Iran war’s direct and indirect effects
Given that potash is primarily coming from Canada, Russia and Belarus—whereas many nitrogen and phosphorous-based inputs are coming from the Middle East—a casual observer might assume it’s not really impacted by the war with Iran.
Not true, says Schmidt: “It’s having direct and indirect effects, direct being [higher] fuel costs, because it’s coming [to Brazil] from halfway around the world by truck, rail, ship. Second, you have the question of things like insurance for these vessels [which is now higher].
“And then you get into other things, like, for example, there were delays last year as Canada had rail and port strikes. And one emerging risk, which we haven’t even seen the world get its arm around yet, is the Panama Canal in terms of ownership, availability, passage, and cost.”

Long-term offtake agreements
With initial planned production of up to 2.4 million tons per year at its “Autazes Project” in Brazil, Schmidt believes Brazil Potash could potentially supply 17% of current potash demand in Brazil.

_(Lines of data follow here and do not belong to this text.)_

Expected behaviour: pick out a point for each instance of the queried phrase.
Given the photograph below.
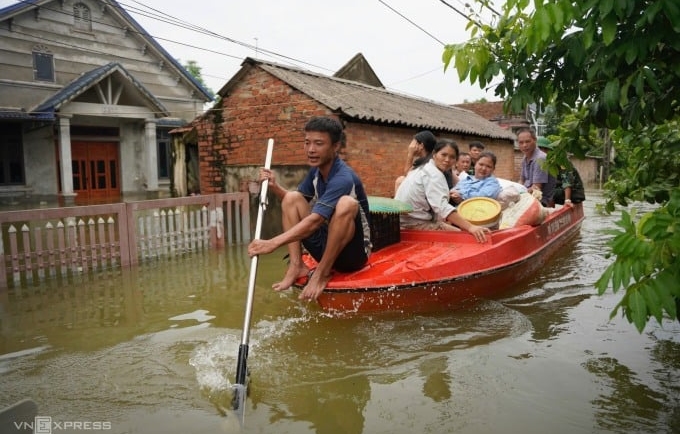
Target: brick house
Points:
(266, 100)
(493, 111)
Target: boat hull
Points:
(435, 270)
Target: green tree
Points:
(617, 64)
(194, 69)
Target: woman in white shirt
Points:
(426, 190)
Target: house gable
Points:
(365, 103)
(265, 101)
(55, 28)
(358, 69)
(110, 90)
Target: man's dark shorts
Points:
(353, 257)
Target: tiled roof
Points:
(366, 103)
(24, 5)
(15, 114)
(85, 81)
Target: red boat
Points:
(436, 270)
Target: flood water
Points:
(153, 350)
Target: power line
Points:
(410, 21)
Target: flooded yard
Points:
(153, 350)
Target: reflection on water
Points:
(154, 350)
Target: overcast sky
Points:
(318, 35)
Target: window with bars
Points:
(43, 64)
(11, 155)
(164, 153)
(82, 19)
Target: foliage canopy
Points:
(615, 64)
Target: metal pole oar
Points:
(241, 386)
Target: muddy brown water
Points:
(153, 350)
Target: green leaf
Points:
(609, 24)
(606, 6)
(611, 94)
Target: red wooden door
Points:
(95, 167)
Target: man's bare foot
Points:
(292, 274)
(317, 283)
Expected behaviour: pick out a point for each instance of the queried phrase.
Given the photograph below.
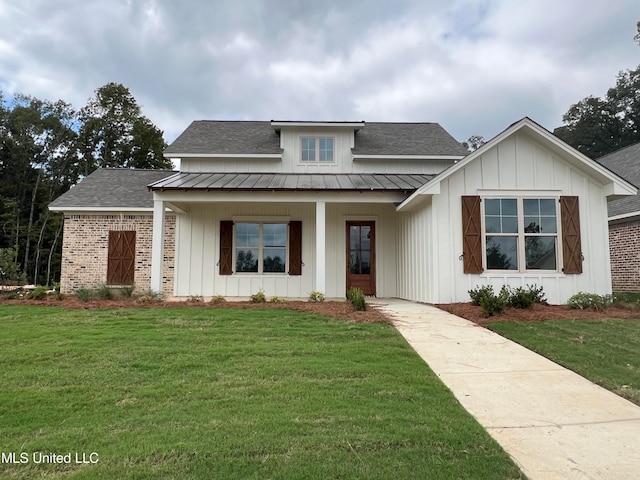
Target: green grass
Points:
(607, 352)
(223, 393)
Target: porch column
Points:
(157, 248)
(320, 247)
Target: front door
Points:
(361, 256)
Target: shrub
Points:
(590, 301)
(478, 293)
(38, 293)
(104, 292)
(258, 297)
(357, 299)
(85, 294)
(218, 299)
(316, 296)
(275, 299)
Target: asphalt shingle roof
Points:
(375, 138)
(112, 188)
(625, 163)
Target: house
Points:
(396, 209)
(624, 221)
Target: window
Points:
(521, 234)
(260, 247)
(316, 149)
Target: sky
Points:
(473, 66)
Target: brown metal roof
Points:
(291, 181)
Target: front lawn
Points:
(607, 352)
(222, 393)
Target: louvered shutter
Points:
(121, 258)
(571, 244)
(471, 234)
(226, 247)
(295, 247)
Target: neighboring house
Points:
(396, 209)
(624, 222)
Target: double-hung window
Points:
(316, 149)
(260, 247)
(521, 234)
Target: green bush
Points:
(258, 297)
(316, 296)
(85, 294)
(218, 299)
(590, 301)
(357, 299)
(38, 293)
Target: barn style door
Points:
(122, 258)
(361, 256)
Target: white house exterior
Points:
(295, 207)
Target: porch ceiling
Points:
(291, 182)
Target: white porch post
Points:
(320, 247)
(157, 248)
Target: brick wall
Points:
(624, 247)
(85, 248)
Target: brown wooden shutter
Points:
(226, 247)
(295, 247)
(571, 244)
(121, 258)
(471, 234)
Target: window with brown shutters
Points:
(295, 247)
(121, 258)
(226, 247)
(571, 244)
(471, 234)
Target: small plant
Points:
(258, 297)
(127, 291)
(218, 299)
(590, 301)
(316, 296)
(275, 299)
(38, 293)
(104, 292)
(85, 294)
(357, 299)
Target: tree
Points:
(474, 142)
(114, 133)
(597, 126)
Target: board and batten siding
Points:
(198, 249)
(518, 165)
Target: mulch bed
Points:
(336, 309)
(539, 312)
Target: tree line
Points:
(45, 148)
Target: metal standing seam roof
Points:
(625, 163)
(288, 181)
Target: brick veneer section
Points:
(624, 248)
(85, 248)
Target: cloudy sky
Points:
(474, 66)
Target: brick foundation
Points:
(624, 248)
(85, 248)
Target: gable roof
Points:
(626, 163)
(120, 189)
(214, 137)
(616, 185)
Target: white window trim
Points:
(522, 262)
(261, 221)
(317, 139)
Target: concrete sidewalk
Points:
(554, 423)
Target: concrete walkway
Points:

While the company—which went public in 2024—has not yet secured all of the funds needed to build a mine, it has signed long term offtake agreements with three key partners (fertilizer trader Keytrade: 900,000 tons/year; fertilizer trader Kimia Agro Solutions: up to 704,000 tons/year; and soybean producer Amaggi: 500,000 tons a year) that Schmidt says significantly de-risk the enterprise for potential investors.

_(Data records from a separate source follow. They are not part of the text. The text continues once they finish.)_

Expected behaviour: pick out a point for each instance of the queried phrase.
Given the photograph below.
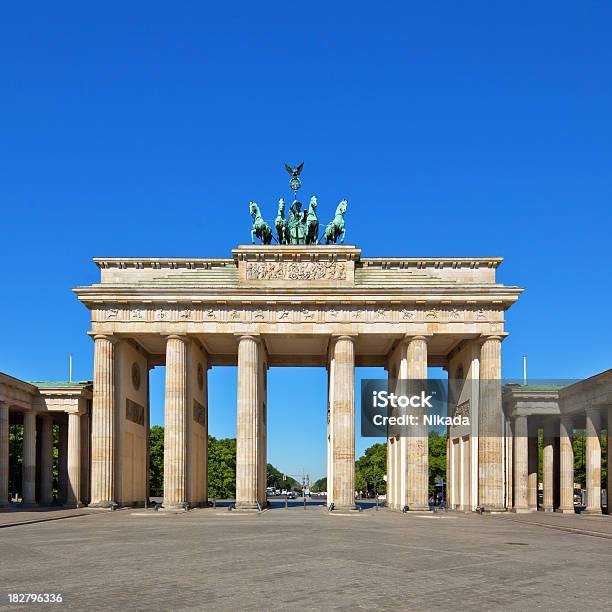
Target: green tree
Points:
(278, 480)
(319, 485)
(221, 468)
(156, 461)
(371, 468)
(437, 460)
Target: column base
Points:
(345, 509)
(29, 504)
(494, 509)
(72, 505)
(247, 506)
(103, 504)
(181, 507)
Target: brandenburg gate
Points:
(290, 305)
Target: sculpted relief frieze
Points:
(295, 270)
(233, 313)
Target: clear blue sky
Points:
(143, 129)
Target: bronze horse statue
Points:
(335, 229)
(260, 228)
(312, 222)
(282, 230)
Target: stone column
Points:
(103, 423)
(593, 461)
(548, 468)
(521, 460)
(63, 461)
(609, 483)
(73, 496)
(566, 467)
(248, 438)
(29, 458)
(175, 424)
(490, 428)
(417, 444)
(343, 442)
(4, 454)
(46, 460)
(532, 477)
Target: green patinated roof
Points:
(63, 384)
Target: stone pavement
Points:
(215, 559)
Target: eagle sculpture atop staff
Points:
(294, 172)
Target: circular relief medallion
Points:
(136, 376)
(200, 376)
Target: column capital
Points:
(351, 337)
(593, 411)
(183, 337)
(498, 336)
(411, 337)
(254, 337)
(110, 337)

The Autazes Project is now fully permitted for construction and has already seen ~$270 million invested in exploration, technical studies, land acquisition, public hearings and consultations with indigenous communities, some of which had initially raised objections, but have since worked with the company to establish a framework to move forward with their support.
“Our plant does not sit on indigenous land,” says Schmidt. “However, we did go to all the indigenous communities within 200 kilometers and work with them to get their approval.”

Financing the project
He adds: “We are now in position to begin construction, which we intend to start within the calendar year or early next year. The land preparation for the surface plant is largely complete and ready for beginning to drill the shaft.
“From a financing point of view, the international banks have given us strong confidence in our position to be able to secure the debt, and we’re getting very positive feedback [from investors about our] ability to secure the equity.
“All in all, it’s a $2.5 billion project over the course of the next four years. First production will be in 2030; that’s the plan right now, and final engineering should be complete by this year. So when you think about ground prep, permits, engineering, we’re in good shape.”
As to where he hopes to secure equity financing from, he says: “There’s certainly the sovereign wealth [funds] of the world that have a strong view on their food security requirements. So when you look through the Middle East and Southeast Asia, they’re all inquiring and interested in how they can participate.
“Further, we have financial players, because the return on invested capital here is rather extraordinary. It’s unprecedented in the agriculture sector.”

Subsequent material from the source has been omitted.